Then they get to the Monk on the throne beaming lies into people's minds. Does anybody shoot the Monk in the head and shove him off the throne so the Doctor can hack the system? No. In fact, if the system requires the active participation of a Monk to function, surely just unplugging him will do the trick. But no, it turns into Bill hooking in so the Monk will erase her mind. You know, the mind which the Monks are already linked to and which, if erased, will spoil their entire plan. Does Bill live because the Monk doesn't dare tamper with her mind lest the whole invasion collapse, allowing her to fight it successfully? No, she wins because a part of her mind has embraced a fiction as if it were reality. You know, like almost everyone does in one way or another but without any of the others being in any way protected like Bill is for some reason the episode has no idea how to explain.
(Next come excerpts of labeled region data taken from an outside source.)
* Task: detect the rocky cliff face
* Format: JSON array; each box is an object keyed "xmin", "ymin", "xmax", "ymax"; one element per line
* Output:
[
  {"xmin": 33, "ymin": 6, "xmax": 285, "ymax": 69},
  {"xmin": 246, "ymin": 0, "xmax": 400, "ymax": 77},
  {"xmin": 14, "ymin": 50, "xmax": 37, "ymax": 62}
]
That's not to mention the minor pointless stupid bits. They shoot their way into the pyramid with the headphones protecting them from the influence, and the guy whose Walkman is destroyed is neutralized in seconds, making the whole thing pointless. (Why not have no guard at all and skip the whole thing? Why not have humans form a wall of bodies to block the Doctor, creating an actual problem he has to solve instead of just getting some shooting effects while ruining the whole "scary Monks who we don't know what they can do" element?)

Or the worst: the kid turning his mom over to the Memory Cops. The basic concept is clever, sure. But if the Monks are hacking people's memory and perceptions to insert themselves into humanity's past, and not breaking into everybody's homes and replacing all their books with new versions, then anyone affected by the Monks can pick up a book and see sections where the Monks appear while anyone resisting won't see those sections. So the kid finds a bunch of things mom is hanging onto and they don't have Monks in them. So what? If the kid is affected, he should see the Monks there whether or not they are there, because that is how it works! And every other drat book or postcard or whatever is missing Monks, too, so why are these keepsakes any different? The kid should be turning in his mom because she was reading Paddington to him and left out the parts with the Monks and when he complained she told him there weren't any Monks in the story at all.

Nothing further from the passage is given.